1.   If x = 2/3 and x = - 3 are the zeroes of the polynomial
  P(x) = A x2 + 7x + B then find the values of    A and B​

Answer 1

Given :

• $\longrightarrow \sf x = (-3) \: and \dfrac{2}{3} \: are \: zeroes \: of \: the \: polynomial \: p(x)$

• p(x) = Ax² + 7x + B

Aim :

• To find the values of A and B respectively.

Answer :

Factor Theorem :

According to the Factor Theorem, For any polynomial p(x), if p(a) = 0, then (x-a) is a factor of the polynomial.

Solution :

By using factor theorem, let us find the values respectively.

p(x) = Ax² + 7x + B

p(-3) :

⇒ A(-3)² + 7(-3) + B = 0

⇒ 9A - 21 + B = 0

$\sf p\bigg(\dfrac{2}{3}\bigg) :$

$\implies \sf A\bigg(\dfrac{2}{3} \bigg)^2 + 7\bigg(\dfrac{2}{3} \bigg) + B = 0$

$\implies \sf \dfrac{4A}{9}+ \dfrac{14}{3} + B = 0$

LCM of 9,3,1 = 9

$\implies \sf \dfrac{4A}{9} + \dfrac{14\times3}{3\times3} + \dfrac{B\times9}{1\times9} = 0$

$\implies \sf \cfrac{4A}{9} + \dfrac{42}{9} + \dfrac{B}{9} = 0$

Adding,

$\implies \sf \dfrac{4A + 42 + B}{9} = 0$

$\implies \sf 4A + 42 + B = 0\times 9 \rightarrow 0$

Since both the equations result in zero, we can equate both the equations.

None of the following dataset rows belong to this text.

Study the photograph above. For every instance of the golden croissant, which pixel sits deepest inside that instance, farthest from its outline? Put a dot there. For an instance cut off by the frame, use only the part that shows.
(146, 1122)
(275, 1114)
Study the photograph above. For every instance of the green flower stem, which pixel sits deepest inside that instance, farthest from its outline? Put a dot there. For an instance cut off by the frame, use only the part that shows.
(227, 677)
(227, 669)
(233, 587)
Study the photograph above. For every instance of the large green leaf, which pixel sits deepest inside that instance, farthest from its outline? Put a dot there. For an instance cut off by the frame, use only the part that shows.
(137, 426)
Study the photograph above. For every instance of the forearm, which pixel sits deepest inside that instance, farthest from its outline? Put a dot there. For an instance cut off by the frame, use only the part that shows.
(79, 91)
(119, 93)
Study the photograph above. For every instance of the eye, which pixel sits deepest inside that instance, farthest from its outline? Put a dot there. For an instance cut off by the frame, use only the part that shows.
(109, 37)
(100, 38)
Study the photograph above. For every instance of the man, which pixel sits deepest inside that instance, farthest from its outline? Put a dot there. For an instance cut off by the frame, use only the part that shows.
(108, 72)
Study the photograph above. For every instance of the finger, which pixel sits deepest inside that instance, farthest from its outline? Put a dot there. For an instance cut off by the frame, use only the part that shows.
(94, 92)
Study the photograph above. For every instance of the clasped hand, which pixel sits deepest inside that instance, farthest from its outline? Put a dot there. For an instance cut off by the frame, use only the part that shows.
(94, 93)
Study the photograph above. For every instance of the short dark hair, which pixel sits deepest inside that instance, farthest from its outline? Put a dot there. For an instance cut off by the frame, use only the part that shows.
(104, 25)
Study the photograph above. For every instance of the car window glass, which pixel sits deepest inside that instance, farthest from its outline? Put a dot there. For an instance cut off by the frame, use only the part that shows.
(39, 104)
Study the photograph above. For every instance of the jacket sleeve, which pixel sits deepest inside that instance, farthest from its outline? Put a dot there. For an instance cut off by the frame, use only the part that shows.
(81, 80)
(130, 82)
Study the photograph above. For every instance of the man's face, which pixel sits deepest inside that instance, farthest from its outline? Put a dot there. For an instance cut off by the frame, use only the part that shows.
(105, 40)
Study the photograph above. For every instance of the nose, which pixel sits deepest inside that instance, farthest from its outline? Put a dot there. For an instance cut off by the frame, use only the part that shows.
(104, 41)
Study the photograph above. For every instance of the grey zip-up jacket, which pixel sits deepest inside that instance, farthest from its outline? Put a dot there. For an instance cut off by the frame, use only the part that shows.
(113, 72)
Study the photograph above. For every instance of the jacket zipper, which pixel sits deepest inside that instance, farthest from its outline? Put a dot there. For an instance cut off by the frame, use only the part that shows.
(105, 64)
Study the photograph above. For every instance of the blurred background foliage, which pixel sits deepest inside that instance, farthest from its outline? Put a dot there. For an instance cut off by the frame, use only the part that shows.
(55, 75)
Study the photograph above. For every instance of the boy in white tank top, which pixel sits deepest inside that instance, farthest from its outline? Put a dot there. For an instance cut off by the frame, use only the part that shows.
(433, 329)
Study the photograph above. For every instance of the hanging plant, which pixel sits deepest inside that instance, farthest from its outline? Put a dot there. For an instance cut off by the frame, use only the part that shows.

⇒ 9A - 21 + B = 4A + 42 + B

Transposing all the constants to one side and variables to the other,

⇒ 9A + B - 4A - B = 28 + 42

⇒ 5A = 70

Transposing 5 to the other side,

$\implies \sf A = \dfrac{70}{5} \rightarrow 14$

Hence the value of A = 14

By substituting the value of A as 14 in one of the equations, let us find the value of B.

⇒ 4A + 42 + B = 0

⇒ 4(14) + 42 + B = 0

⇒ 56 + 42 + B = 0

⇒ 98 + B = 0

⇒ B = (-98)

Therefore, the Value of A and B respectively are 14 and (-98)

More to Know :

Remainder Theorem :

The remainder theorem states that, for a polynomial f(x), and divisor g(x) = (x-b), p(b) yields the remainder.